Summer (Ruth and Boaz)

1660-64
Oil on canvas, 118 x 160 cm
Musée du Louvre, Paris

The Seasons, the four canvasses of Poussin's late period now in the Louvre, are an even more extreme personal statement than the Landscape with Diana and Orion. They are the supreme expression, not in this case of mind over eye, but of praise for the beauty and grandeur of nature, now ordered by man, and now defeating man. Spring is luxuriant, Summer a fecund harvest, Autumn the gathering of mellow grapes and Winter the terrible deluge in which all mankind is overwhelmed and destroyed.

The biblical story depicted in Summer is the following.

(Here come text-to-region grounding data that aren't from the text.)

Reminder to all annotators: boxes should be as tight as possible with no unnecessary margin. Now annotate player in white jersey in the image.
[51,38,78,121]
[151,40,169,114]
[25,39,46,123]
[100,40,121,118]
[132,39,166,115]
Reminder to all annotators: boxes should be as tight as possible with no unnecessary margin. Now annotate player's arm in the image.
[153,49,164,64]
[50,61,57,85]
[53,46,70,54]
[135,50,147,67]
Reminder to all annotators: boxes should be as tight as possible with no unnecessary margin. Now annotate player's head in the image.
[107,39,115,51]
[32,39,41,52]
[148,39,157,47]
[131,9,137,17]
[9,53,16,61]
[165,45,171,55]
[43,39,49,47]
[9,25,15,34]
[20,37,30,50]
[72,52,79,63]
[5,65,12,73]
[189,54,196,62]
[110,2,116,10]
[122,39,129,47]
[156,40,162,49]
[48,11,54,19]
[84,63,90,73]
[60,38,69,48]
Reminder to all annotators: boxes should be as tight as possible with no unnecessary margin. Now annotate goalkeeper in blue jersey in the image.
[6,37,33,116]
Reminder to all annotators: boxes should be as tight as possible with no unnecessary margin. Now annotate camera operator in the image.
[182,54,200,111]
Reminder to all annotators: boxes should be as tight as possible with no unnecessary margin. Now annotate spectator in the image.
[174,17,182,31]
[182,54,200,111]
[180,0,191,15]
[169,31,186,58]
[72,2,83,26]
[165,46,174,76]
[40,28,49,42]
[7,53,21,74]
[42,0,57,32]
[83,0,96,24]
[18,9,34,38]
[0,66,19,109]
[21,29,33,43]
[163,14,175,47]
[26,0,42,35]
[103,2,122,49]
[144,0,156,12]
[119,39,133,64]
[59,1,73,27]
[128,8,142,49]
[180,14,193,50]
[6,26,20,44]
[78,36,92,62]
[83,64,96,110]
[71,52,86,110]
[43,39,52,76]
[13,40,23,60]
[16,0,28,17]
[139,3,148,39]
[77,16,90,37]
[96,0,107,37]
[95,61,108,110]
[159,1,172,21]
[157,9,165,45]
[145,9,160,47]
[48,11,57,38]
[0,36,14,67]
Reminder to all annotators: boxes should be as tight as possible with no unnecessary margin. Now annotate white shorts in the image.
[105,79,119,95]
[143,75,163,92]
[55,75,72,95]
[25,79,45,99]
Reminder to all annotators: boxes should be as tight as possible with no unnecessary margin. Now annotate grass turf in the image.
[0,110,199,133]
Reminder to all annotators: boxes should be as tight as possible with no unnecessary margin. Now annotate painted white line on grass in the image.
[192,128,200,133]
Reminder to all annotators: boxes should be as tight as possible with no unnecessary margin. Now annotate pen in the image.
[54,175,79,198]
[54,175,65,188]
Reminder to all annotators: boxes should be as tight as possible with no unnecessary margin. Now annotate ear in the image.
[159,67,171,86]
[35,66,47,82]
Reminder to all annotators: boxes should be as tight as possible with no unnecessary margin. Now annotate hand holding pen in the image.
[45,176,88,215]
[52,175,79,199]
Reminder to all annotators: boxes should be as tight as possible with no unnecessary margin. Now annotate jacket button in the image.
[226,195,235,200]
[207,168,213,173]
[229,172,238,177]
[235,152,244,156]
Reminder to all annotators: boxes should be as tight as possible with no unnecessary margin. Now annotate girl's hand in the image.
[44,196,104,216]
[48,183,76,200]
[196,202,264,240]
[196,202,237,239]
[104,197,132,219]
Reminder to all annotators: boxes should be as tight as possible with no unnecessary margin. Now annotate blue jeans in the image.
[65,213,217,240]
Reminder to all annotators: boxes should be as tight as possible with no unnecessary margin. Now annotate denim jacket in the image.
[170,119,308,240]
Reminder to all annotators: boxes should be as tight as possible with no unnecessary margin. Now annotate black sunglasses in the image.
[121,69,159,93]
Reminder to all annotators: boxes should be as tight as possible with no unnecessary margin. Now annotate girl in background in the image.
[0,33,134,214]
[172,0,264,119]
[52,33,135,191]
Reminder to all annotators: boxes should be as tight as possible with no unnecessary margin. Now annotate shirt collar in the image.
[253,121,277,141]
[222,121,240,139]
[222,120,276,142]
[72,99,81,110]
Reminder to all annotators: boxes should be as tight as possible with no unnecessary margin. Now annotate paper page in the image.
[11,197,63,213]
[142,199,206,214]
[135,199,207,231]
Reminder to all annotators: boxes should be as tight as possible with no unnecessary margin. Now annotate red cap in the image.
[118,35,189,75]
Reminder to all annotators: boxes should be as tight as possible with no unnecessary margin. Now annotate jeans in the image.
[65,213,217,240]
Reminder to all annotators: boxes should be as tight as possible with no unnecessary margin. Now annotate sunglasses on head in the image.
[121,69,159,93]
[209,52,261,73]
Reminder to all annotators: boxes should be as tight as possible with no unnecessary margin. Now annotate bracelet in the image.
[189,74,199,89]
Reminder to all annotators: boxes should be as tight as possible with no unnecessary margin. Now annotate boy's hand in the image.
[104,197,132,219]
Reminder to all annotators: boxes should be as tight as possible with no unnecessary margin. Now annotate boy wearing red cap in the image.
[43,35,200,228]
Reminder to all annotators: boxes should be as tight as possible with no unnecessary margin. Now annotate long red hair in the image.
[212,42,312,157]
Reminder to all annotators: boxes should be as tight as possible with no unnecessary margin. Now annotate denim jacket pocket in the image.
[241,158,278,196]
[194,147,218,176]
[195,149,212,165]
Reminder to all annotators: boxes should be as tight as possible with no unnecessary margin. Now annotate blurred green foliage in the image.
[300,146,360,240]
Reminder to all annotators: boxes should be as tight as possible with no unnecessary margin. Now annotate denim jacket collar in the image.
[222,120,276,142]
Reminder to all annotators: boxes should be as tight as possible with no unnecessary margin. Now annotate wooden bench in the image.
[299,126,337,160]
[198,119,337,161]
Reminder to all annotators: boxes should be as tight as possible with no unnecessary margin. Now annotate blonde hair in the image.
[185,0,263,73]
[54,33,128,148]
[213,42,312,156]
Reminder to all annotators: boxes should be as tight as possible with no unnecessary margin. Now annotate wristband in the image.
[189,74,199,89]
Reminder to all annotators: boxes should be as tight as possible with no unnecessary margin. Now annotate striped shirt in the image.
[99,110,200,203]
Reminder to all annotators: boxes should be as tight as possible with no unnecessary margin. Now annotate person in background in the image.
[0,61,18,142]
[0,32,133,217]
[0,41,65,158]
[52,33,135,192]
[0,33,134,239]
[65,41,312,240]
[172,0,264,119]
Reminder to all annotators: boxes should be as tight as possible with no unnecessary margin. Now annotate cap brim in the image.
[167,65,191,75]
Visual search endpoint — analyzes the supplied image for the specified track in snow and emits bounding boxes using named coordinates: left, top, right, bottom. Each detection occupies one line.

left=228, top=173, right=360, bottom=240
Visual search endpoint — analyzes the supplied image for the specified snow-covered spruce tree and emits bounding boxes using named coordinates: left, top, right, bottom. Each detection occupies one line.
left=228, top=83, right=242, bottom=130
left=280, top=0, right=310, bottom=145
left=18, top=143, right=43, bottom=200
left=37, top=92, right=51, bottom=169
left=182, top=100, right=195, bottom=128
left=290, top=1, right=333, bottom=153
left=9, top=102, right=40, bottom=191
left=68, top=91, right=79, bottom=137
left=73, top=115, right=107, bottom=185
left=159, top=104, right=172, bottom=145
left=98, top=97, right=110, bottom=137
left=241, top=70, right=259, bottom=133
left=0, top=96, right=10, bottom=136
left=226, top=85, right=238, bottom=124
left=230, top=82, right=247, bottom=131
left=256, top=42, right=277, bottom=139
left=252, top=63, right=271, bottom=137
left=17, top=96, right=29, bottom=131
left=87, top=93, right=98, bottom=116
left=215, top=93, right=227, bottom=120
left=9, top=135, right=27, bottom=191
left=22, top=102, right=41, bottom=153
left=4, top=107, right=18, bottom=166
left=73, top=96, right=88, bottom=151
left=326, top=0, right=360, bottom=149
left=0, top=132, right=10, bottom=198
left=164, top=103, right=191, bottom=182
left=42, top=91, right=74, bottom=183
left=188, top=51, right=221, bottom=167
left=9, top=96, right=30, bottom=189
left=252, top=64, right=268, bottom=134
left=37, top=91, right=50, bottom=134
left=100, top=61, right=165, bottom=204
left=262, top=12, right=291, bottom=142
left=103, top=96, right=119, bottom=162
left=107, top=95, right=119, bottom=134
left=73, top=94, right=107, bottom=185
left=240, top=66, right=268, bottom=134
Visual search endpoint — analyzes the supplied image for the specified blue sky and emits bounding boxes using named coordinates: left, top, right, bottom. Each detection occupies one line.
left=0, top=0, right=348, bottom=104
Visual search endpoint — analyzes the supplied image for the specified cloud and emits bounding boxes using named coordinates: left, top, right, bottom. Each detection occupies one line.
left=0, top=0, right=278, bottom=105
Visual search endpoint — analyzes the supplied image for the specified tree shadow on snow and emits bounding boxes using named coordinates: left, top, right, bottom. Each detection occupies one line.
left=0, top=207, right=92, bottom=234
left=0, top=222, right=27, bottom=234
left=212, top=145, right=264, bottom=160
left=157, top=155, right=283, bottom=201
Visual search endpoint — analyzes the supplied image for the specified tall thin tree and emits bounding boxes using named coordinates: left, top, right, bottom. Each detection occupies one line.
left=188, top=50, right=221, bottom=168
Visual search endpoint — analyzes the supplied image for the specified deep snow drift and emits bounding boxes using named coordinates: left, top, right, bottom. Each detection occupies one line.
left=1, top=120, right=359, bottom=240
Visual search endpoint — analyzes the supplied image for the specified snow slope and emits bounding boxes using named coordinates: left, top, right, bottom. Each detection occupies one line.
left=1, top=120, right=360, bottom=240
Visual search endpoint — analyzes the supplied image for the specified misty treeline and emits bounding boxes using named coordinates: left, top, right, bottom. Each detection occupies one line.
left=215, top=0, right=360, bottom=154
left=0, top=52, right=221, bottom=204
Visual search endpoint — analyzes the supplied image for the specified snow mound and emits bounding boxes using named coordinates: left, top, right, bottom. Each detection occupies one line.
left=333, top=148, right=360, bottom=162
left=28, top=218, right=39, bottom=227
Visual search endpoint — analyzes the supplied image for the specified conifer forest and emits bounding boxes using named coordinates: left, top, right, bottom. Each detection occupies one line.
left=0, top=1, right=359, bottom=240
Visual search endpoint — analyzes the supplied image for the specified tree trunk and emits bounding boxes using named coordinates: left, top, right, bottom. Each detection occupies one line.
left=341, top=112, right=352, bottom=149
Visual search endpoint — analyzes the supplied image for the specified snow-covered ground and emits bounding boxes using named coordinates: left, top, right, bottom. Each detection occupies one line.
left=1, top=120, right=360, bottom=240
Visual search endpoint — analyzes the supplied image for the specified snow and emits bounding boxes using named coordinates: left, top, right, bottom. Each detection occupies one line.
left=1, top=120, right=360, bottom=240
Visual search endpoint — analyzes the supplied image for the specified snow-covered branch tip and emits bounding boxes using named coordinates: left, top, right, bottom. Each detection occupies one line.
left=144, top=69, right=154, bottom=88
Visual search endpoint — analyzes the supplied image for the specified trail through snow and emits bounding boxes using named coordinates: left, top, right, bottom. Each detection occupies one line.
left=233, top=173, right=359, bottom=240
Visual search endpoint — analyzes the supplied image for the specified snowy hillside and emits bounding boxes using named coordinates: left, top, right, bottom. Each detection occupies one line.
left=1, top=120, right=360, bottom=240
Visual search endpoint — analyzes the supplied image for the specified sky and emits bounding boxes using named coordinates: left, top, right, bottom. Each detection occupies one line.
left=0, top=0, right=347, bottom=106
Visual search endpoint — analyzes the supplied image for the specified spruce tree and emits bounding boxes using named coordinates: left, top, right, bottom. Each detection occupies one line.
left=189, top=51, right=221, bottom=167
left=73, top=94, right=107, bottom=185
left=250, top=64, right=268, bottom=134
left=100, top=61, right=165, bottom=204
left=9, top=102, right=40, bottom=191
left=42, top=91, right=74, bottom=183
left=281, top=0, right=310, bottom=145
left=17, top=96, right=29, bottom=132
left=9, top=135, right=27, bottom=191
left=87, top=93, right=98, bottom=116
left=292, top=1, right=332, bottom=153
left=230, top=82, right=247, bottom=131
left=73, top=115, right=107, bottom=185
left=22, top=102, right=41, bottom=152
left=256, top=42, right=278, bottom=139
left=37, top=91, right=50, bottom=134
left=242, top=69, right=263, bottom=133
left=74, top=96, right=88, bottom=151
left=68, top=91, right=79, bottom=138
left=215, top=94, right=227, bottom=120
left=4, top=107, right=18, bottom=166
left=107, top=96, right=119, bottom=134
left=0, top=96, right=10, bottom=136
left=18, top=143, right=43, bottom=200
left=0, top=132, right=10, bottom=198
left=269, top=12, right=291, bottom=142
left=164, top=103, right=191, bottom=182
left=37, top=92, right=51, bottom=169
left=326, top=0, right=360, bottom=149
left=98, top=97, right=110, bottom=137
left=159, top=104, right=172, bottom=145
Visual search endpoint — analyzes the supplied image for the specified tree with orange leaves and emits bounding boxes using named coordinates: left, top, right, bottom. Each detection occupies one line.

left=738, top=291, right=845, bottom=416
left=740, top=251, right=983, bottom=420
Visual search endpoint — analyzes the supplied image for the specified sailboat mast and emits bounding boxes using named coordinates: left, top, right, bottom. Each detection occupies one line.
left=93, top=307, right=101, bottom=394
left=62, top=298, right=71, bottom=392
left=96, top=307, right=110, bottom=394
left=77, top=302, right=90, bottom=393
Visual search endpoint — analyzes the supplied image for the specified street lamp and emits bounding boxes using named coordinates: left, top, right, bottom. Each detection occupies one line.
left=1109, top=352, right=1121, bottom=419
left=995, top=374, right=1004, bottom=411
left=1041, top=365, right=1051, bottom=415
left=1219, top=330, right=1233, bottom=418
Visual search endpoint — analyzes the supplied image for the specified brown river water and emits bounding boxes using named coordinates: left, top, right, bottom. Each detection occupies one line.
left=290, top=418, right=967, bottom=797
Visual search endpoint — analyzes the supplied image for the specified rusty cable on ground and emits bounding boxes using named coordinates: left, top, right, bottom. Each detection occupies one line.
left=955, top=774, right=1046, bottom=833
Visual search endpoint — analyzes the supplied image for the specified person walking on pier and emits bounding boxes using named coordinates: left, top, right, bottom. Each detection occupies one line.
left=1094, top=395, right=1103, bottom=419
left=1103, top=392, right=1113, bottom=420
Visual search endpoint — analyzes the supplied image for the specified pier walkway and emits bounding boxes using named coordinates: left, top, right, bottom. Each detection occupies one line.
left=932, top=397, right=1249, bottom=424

Ruth was a Moabite woman and great-grandmother of David, and therefore an ancestress of Christ, hence her place in Christian art. She was married to a Hebrew immigrant in Moab and after his death left her native land and went with her mother-in-law Naomi, to Bethlehem. Here she was allowed to glean the corn in the fields belonging to Boaz, a rich farmer and kinsman of Naomi. Ruth, true to her nature, maintained, on Naomi's advice, a modest demeanour among the young men working at the harvest. One night she went and lay at the feet of Boaz as he slept in the field. By this act Boaz saw her virtue and later decided to assume responsibilities towards her of a kinsman. In due course he married her.